该函数实现较为简单，如果kmemleak_error不为0，即kmemleak发生错误的情况下，kmemleak将停止记录early log早期跟踪信息，但仍会将crt_early_log日志信息计数递增；如果kmemleak正常的情况下，crt_early_log计数超过了early_log[]承载的信息数量的时候，将会调用kmemleak_disable()关闭kmemleak记录功能，然后返回；最后如果在能够承载信息的情况下，将当前的内存操作记录下来，记录的信息包括操作类型、内存地址、空间大小、调用栈等信息。

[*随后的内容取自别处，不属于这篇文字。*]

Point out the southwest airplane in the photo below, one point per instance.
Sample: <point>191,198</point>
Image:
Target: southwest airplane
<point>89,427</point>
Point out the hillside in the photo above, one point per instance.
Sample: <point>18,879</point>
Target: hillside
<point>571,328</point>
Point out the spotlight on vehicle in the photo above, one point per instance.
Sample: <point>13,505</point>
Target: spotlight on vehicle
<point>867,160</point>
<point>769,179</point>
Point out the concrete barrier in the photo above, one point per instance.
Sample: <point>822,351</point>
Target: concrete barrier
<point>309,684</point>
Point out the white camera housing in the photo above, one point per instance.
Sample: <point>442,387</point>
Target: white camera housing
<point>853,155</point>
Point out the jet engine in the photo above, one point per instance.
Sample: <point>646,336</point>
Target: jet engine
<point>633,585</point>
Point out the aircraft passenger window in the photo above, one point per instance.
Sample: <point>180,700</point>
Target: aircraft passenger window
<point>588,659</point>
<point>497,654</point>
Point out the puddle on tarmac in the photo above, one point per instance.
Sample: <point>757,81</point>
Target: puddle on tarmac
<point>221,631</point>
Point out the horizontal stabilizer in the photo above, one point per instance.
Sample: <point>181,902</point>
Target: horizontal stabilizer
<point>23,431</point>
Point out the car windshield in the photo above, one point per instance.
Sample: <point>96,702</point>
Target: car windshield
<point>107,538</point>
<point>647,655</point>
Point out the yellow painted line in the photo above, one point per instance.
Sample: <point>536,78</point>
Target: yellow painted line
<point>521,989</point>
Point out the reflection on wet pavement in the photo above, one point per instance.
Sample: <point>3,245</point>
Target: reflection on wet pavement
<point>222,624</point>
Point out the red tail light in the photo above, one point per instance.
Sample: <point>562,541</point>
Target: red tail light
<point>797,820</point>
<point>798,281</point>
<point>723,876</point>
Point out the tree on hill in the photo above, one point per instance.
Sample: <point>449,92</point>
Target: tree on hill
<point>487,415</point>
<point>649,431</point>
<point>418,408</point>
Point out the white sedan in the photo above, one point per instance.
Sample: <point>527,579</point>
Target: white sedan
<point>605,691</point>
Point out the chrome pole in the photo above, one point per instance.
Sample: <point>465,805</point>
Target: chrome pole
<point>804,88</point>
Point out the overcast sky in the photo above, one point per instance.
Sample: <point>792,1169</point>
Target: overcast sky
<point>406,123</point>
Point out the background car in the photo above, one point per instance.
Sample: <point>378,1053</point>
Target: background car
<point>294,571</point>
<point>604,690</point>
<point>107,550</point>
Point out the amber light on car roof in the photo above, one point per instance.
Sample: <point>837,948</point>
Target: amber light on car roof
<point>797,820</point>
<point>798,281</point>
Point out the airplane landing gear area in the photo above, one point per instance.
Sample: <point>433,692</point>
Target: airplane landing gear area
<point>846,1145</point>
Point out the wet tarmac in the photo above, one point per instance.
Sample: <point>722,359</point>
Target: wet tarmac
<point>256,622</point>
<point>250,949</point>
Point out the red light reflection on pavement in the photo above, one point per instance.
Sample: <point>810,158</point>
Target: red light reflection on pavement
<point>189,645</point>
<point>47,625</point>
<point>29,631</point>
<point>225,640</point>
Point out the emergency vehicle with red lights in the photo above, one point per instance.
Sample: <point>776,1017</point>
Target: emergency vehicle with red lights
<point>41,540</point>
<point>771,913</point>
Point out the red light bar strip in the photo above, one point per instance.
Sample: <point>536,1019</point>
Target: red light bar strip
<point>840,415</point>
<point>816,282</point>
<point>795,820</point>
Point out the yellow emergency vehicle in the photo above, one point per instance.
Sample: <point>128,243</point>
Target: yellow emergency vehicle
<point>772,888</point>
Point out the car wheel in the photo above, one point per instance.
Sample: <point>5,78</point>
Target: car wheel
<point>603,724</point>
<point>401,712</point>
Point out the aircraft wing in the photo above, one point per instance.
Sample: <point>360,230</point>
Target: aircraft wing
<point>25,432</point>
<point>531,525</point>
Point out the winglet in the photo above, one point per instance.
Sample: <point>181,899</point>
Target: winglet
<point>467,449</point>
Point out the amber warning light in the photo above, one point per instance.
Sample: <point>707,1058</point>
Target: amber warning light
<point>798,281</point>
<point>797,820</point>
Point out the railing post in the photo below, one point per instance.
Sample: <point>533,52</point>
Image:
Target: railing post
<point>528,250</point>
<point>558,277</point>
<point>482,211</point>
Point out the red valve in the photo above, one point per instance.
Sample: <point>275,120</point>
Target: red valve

log_early()被调用的地方与其记录的内存操作类型相匹配。分别为：kmemleak_alloc()、kmemleak_alloc_percpu()、kmemleak_free()、kmemleak_free_part()、kmemleak_free_percpu()、kmemleak_not_leak()、kmemleak_ignore()、kmemleak_scan_area()、kmemleak_no_scan()。

对应于类型定义：

【file:/mm/kmemcheck.c】
/*
 * Early object allocation/freeing logging. Kmemleak is initialized after the
 * kernel allocator. However, both the kernel allocator and kmemleak may
 * allocate memory blocks which need to be tracked. Kmemleak defines an
 * arbitrary buffer to hold the allocation/freeing information before it is
 * fully initialized.
 */

/* kmemleak operation type for early logging */
enum {
    KMEMLEAK_ALLOC,
    KMEMLEAK_ALLOC_PERCPU,
    KMEMLEAK_FREE,
    KMEMLEAK_FREE_PART,
    KMEMLEAK_FREE_PERCPU,
    KMEMLEAK_NOT_LEAK,
    KMEMLEAK_IGNORE,
    KMEMLEAK_SCAN_AREA,
    KMEMLEAK_NO_SCAN
};

这里面其实看着定义也能估计个八九不离十了，它是将各操作进行记录跟踪，再在kmemleak初始化中进行匹配操作。例如某内存在KMEMLEAK_ALLOC的操作之后，如果出现KMEMLEAK_FREE对该内存的操作记录，则表明该内存已经被释放了，由此将该内存从操作记录中剔除，以达到对内存分配的管理，同时可以监控到内存泄漏的情况。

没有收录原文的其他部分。